Diese Datenlieferung ist zwischenzeitlich während des üblichen Zeitfensters erfolgt. Dank der engen und kooperativen Zusammenarbeit zwischen dem LGL und dem Statistischen Landesamt ist es gelungen, die Auswerteprozesse in ALKIS beim LGL zu konsolidieren und zu optimieren. Wie erste Untersuchungen und Analysen des Datenmaterials zeigen, scheint die Rückkehr zur Normalität gelungen zu sein. Zur Stunde ist geplant, die neuen Ergebnisse zum Flächenverbrauch im August vorzustellen.

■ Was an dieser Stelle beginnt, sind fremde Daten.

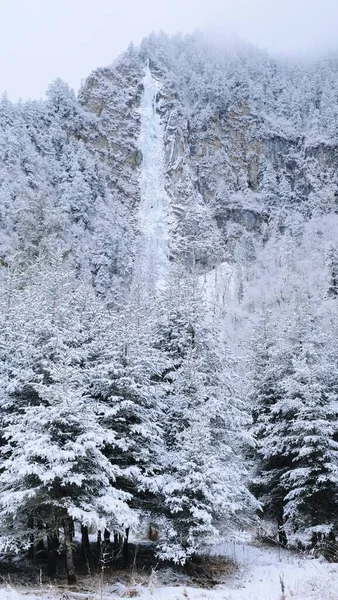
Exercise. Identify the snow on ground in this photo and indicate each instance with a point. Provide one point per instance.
(261, 571)
(219, 285)
(154, 203)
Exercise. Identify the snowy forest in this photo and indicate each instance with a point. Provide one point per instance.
(169, 306)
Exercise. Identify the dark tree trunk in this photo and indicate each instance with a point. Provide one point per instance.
(85, 545)
(52, 546)
(68, 530)
(125, 551)
(106, 536)
(283, 540)
(116, 546)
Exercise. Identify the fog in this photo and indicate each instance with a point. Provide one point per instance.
(43, 39)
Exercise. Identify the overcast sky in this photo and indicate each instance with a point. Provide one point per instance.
(43, 39)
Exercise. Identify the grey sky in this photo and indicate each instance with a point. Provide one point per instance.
(43, 39)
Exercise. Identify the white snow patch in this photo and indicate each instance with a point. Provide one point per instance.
(154, 205)
(259, 577)
(219, 285)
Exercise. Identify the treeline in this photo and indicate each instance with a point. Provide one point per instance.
(111, 419)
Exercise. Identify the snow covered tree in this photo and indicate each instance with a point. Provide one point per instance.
(54, 467)
(204, 487)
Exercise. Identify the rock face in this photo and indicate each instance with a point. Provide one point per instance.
(246, 137)
(249, 143)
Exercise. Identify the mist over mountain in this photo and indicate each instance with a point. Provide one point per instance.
(169, 284)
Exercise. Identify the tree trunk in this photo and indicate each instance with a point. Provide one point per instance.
(52, 546)
(125, 550)
(106, 536)
(116, 546)
(86, 545)
(281, 533)
(68, 530)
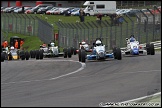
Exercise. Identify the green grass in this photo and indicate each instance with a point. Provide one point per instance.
(52, 19)
(31, 42)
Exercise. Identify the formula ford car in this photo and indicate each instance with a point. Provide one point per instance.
(134, 48)
(82, 45)
(14, 54)
(99, 53)
(51, 50)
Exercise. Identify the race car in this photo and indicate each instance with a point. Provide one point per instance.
(50, 51)
(134, 48)
(82, 45)
(99, 53)
(53, 51)
(14, 54)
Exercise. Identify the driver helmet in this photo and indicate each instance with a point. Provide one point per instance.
(12, 48)
(83, 43)
(132, 39)
(98, 43)
(52, 44)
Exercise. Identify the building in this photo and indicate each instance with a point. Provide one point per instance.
(78, 3)
(34, 3)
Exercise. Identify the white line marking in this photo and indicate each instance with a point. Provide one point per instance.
(144, 97)
(136, 99)
(82, 67)
(117, 73)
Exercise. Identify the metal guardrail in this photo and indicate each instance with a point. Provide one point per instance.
(157, 45)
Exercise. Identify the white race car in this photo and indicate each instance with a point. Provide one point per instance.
(99, 53)
(51, 50)
(134, 48)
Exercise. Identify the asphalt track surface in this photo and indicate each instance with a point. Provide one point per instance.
(60, 82)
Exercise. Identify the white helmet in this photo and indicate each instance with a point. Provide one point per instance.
(83, 43)
(98, 43)
(52, 44)
(12, 47)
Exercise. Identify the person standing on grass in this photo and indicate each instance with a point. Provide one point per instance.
(81, 15)
(16, 44)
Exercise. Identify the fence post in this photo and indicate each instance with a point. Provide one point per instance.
(132, 23)
(153, 25)
(139, 28)
(146, 25)
(92, 30)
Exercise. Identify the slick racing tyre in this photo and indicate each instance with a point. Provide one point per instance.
(69, 53)
(65, 52)
(83, 56)
(27, 55)
(118, 54)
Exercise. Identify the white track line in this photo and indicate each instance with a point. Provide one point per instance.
(133, 100)
(82, 67)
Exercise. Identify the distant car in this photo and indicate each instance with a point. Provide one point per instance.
(44, 9)
(75, 13)
(51, 11)
(99, 53)
(134, 48)
(14, 54)
(132, 12)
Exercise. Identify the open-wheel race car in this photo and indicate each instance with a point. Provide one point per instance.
(99, 52)
(14, 54)
(134, 48)
(51, 50)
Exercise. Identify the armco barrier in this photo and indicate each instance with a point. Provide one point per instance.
(157, 45)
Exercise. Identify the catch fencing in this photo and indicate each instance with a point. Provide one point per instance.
(28, 25)
(112, 32)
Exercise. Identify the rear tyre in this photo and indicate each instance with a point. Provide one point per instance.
(148, 49)
(118, 54)
(65, 52)
(115, 52)
(79, 55)
(83, 56)
(37, 54)
(22, 55)
(41, 54)
(74, 51)
(2, 57)
(152, 50)
(69, 53)
(27, 55)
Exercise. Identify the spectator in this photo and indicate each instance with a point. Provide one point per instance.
(99, 16)
(43, 45)
(157, 27)
(120, 18)
(21, 42)
(16, 44)
(5, 44)
(81, 15)
(23, 10)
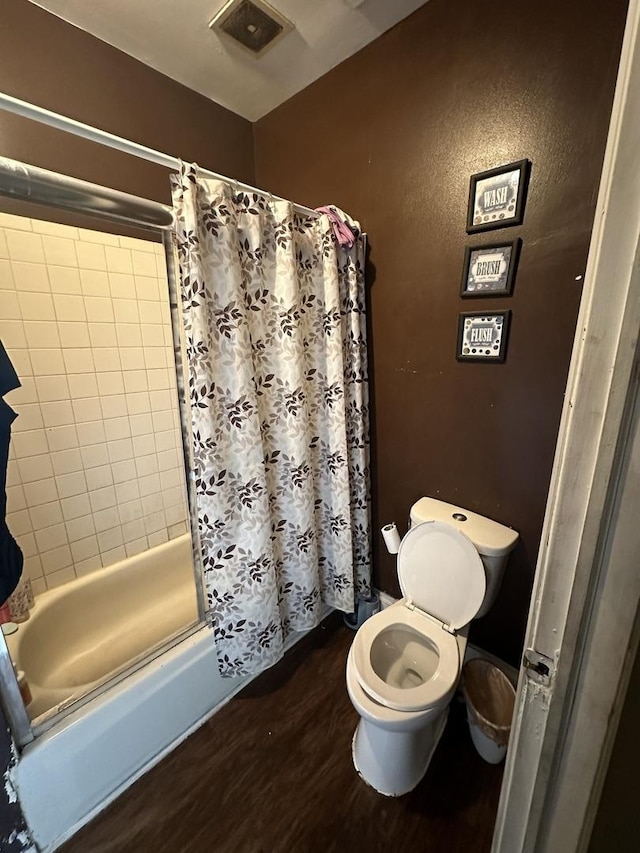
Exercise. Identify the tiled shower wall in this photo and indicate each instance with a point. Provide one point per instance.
(95, 470)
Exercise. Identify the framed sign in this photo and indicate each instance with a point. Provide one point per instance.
(482, 336)
(496, 197)
(490, 270)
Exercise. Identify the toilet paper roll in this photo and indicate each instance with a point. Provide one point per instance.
(391, 538)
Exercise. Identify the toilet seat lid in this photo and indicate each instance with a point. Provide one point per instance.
(441, 572)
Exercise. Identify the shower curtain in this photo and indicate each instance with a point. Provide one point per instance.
(274, 320)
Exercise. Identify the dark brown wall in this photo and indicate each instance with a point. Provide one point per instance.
(392, 136)
(50, 63)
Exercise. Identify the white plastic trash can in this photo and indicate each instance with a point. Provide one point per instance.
(490, 698)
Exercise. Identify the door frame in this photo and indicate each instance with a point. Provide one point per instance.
(584, 602)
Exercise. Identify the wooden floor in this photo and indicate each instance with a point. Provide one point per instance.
(272, 773)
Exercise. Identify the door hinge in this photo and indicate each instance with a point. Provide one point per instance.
(538, 666)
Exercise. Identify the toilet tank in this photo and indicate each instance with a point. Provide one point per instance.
(493, 541)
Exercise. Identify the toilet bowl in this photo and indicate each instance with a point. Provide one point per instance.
(405, 662)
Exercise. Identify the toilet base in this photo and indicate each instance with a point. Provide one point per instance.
(393, 762)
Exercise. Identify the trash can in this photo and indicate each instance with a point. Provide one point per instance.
(490, 698)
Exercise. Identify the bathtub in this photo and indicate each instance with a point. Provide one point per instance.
(84, 633)
(82, 761)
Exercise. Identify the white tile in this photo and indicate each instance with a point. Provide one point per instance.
(24, 246)
(78, 360)
(19, 523)
(75, 507)
(79, 528)
(40, 492)
(150, 312)
(66, 462)
(138, 546)
(155, 357)
(120, 450)
(126, 311)
(26, 540)
(141, 425)
(9, 307)
(51, 537)
(106, 359)
(35, 468)
(71, 484)
(147, 287)
(131, 510)
(45, 515)
(94, 456)
(149, 484)
(89, 236)
(132, 358)
(87, 409)
(99, 477)
(122, 286)
(15, 499)
(10, 220)
(110, 539)
(60, 251)
(127, 492)
(53, 561)
(117, 428)
(138, 404)
(115, 555)
(36, 306)
(47, 362)
(158, 537)
(152, 336)
(57, 414)
(62, 438)
(30, 277)
(90, 433)
(121, 471)
(86, 567)
(133, 530)
(113, 406)
(82, 549)
(54, 229)
(103, 335)
(110, 383)
(129, 334)
(52, 388)
(31, 442)
(105, 519)
(119, 260)
(12, 334)
(69, 307)
(94, 283)
(135, 380)
(99, 309)
(154, 522)
(82, 385)
(102, 498)
(65, 280)
(24, 394)
(90, 256)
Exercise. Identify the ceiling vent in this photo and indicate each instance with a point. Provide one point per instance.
(252, 24)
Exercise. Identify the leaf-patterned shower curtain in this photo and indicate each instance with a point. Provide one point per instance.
(274, 320)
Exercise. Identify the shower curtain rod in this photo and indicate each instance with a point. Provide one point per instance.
(119, 143)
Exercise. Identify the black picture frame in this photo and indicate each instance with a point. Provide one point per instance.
(497, 197)
(490, 343)
(490, 269)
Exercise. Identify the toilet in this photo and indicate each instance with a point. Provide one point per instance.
(404, 663)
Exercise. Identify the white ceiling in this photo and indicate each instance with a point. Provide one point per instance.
(173, 37)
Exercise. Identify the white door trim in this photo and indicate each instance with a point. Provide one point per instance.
(571, 563)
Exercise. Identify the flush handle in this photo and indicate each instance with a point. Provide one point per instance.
(539, 667)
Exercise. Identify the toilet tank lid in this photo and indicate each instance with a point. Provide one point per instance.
(490, 538)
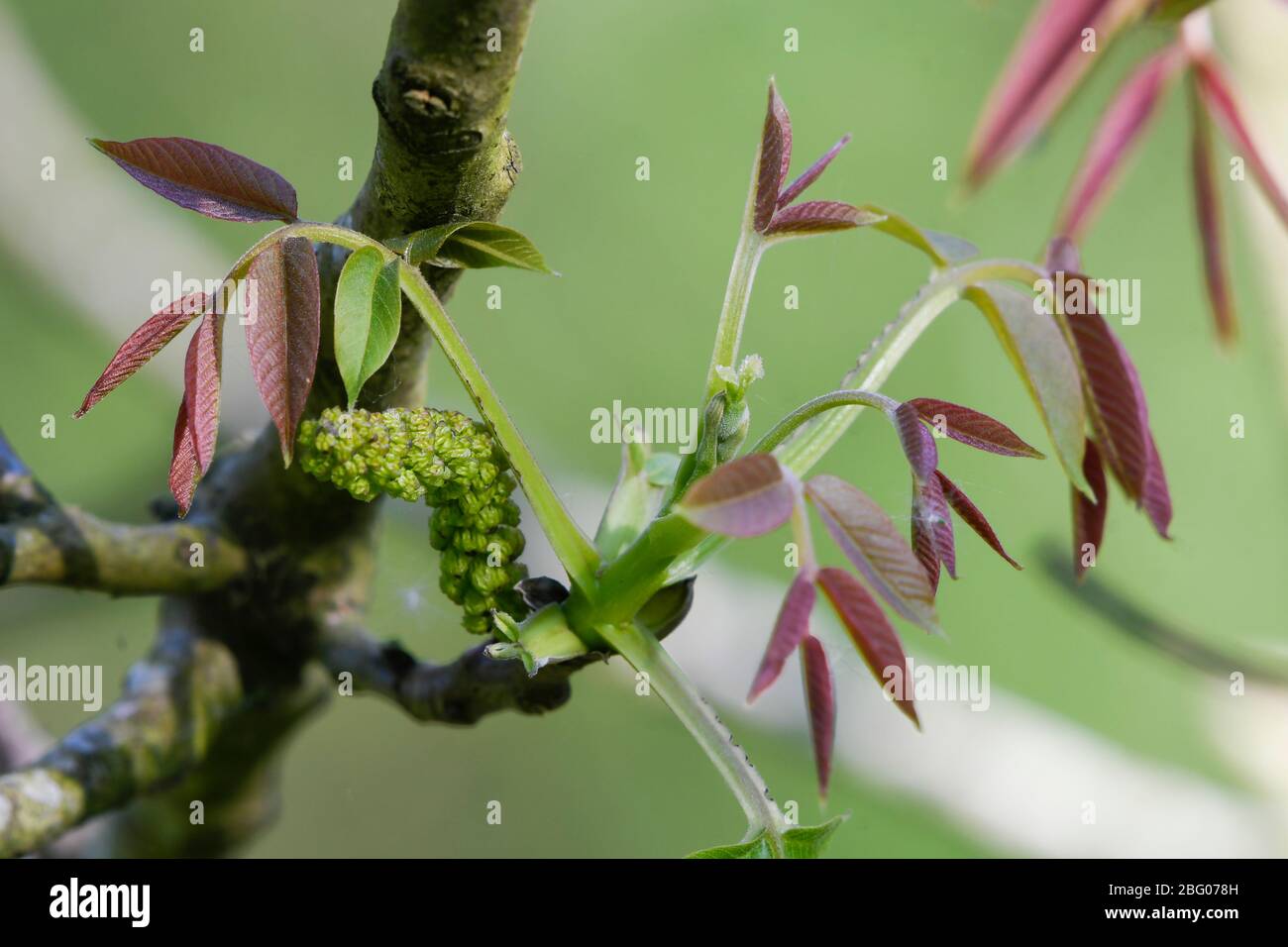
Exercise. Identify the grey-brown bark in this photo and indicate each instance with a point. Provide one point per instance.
(235, 668)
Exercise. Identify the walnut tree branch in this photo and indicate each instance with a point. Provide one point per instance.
(230, 680)
(171, 707)
(462, 692)
(46, 543)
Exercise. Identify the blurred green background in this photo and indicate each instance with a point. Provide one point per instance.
(644, 266)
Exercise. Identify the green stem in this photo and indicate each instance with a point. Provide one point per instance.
(575, 551)
(665, 677)
(811, 408)
(570, 543)
(803, 453)
(733, 313)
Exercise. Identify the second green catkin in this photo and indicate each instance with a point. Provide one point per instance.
(454, 463)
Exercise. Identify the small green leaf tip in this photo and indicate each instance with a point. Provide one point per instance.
(458, 468)
(802, 841)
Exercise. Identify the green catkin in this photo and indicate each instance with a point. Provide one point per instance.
(458, 468)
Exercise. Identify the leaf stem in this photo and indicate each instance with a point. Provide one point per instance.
(733, 313)
(876, 365)
(665, 677)
(574, 548)
(570, 543)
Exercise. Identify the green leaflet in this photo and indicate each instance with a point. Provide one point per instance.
(943, 249)
(1041, 356)
(632, 504)
(368, 316)
(471, 245)
(803, 841)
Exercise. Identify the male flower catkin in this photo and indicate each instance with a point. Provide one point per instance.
(454, 463)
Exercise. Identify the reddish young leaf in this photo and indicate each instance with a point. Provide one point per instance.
(918, 444)
(1044, 67)
(923, 548)
(1207, 206)
(1041, 355)
(822, 707)
(1063, 256)
(1116, 398)
(201, 386)
(818, 217)
(793, 191)
(143, 343)
(743, 497)
(282, 333)
(1155, 496)
(1089, 518)
(871, 541)
(870, 631)
(973, 517)
(1119, 411)
(183, 462)
(776, 155)
(932, 528)
(1119, 132)
(205, 178)
(973, 428)
(1223, 106)
(790, 630)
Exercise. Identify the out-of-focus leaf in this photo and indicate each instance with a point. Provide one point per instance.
(471, 245)
(368, 317)
(1116, 402)
(1207, 206)
(1155, 496)
(184, 471)
(201, 380)
(973, 517)
(822, 707)
(871, 541)
(943, 249)
(1046, 64)
(1222, 103)
(282, 331)
(973, 428)
(776, 157)
(790, 630)
(1038, 351)
(1119, 414)
(661, 468)
(1119, 132)
(798, 187)
(145, 342)
(818, 217)
(205, 178)
(1175, 9)
(932, 530)
(872, 635)
(802, 841)
(743, 497)
(1089, 515)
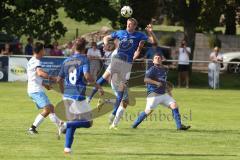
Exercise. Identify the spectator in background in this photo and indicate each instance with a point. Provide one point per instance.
(108, 51)
(214, 68)
(56, 51)
(48, 48)
(20, 50)
(6, 50)
(183, 64)
(68, 51)
(94, 56)
(151, 51)
(29, 46)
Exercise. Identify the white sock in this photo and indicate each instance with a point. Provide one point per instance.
(54, 119)
(38, 120)
(119, 115)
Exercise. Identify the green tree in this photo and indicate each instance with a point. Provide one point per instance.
(90, 11)
(199, 16)
(35, 18)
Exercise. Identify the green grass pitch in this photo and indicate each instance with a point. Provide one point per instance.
(213, 115)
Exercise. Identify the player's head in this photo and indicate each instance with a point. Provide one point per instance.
(216, 49)
(94, 45)
(39, 49)
(131, 24)
(183, 43)
(157, 59)
(80, 45)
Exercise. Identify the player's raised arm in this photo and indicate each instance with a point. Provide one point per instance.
(151, 36)
(91, 80)
(150, 81)
(106, 39)
(139, 49)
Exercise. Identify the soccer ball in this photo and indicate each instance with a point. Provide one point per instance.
(126, 11)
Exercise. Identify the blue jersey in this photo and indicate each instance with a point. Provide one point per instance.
(128, 43)
(72, 71)
(158, 74)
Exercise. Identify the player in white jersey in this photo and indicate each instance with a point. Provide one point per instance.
(36, 89)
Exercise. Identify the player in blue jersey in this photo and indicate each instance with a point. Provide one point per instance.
(156, 80)
(74, 71)
(121, 64)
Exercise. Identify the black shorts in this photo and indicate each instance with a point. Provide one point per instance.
(183, 68)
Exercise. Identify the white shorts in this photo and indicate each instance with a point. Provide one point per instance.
(154, 99)
(77, 109)
(119, 70)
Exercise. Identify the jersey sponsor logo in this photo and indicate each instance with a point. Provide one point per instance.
(18, 70)
(126, 44)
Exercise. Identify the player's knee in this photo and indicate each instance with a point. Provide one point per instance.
(148, 111)
(90, 124)
(173, 105)
(45, 112)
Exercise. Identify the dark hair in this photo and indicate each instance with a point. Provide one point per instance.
(94, 44)
(38, 47)
(81, 43)
(158, 54)
(133, 20)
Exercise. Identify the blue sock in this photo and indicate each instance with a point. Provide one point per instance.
(177, 117)
(69, 137)
(79, 124)
(71, 127)
(100, 81)
(118, 101)
(140, 118)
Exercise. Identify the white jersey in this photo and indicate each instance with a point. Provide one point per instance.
(95, 53)
(34, 81)
(183, 57)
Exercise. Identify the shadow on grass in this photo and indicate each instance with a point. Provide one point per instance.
(160, 154)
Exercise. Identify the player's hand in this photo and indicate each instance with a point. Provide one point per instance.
(48, 87)
(149, 28)
(141, 44)
(159, 84)
(101, 92)
(54, 79)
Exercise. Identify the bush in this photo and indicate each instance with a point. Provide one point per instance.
(213, 41)
(168, 41)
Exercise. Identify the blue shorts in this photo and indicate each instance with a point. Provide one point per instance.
(40, 99)
(125, 93)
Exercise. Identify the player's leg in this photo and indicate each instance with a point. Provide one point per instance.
(152, 102)
(70, 130)
(42, 102)
(102, 80)
(120, 79)
(119, 114)
(168, 101)
(119, 98)
(52, 116)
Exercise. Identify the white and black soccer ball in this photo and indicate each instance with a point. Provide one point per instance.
(126, 11)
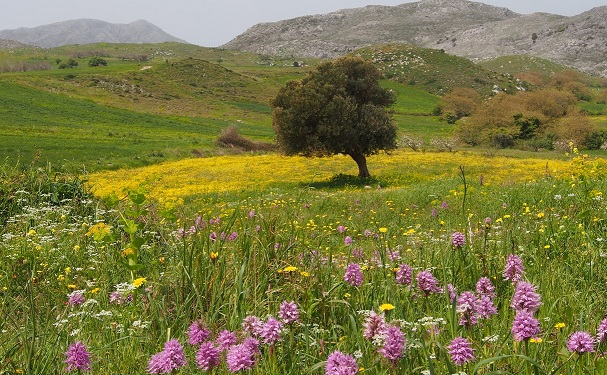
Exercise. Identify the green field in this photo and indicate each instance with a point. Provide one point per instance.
(193, 258)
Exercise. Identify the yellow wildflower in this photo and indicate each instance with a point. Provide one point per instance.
(99, 231)
(128, 251)
(139, 282)
(386, 307)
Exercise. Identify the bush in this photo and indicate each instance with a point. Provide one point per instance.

Stand August 2014: 14,3 % der Landesfläche für Siedlung und Verkehr

Zum Stand August 2014 bezifferte sich die Siedlungs- und Verkehrsfläche in Baden‑Württemberg auf 512 944 ha. Dies entspricht einem Anteil von 14,3 % an der Landesfläche (3,575 Mill. ha). Vor 10 Jahren lag dieser Wert noch bei 13,2 %. Aktuell entfallen 196 932 ha oder knapp 40 % auf Verkehrsflächen, das heißt Straßen, Wege, Plätze, den Schienen- und den Luftverkehr. Bei 276 608 ha oder 53,9 % der Siedlungs- und Verkehrsfläche handelt es sich um Gebäude- und Freifläche, bei weiteren 31 258 ha (6,1 %) um Erholungsfläche. Zu beachten gilt hierbei, dass die Siedlungs- und Verkehrsfläche in erheblichem Umfang auch Grün- und Freiflächen umfasst. Nach Schätzungen des Statistischen Landesamtes sind landesweit in Baden‑Württemberg knapp die Hälfte der Siedlungs- und Verkehrsfläche, etwa 237 031 ha oder 6,6 % der Landesfläche, tatsächlich versiegelt.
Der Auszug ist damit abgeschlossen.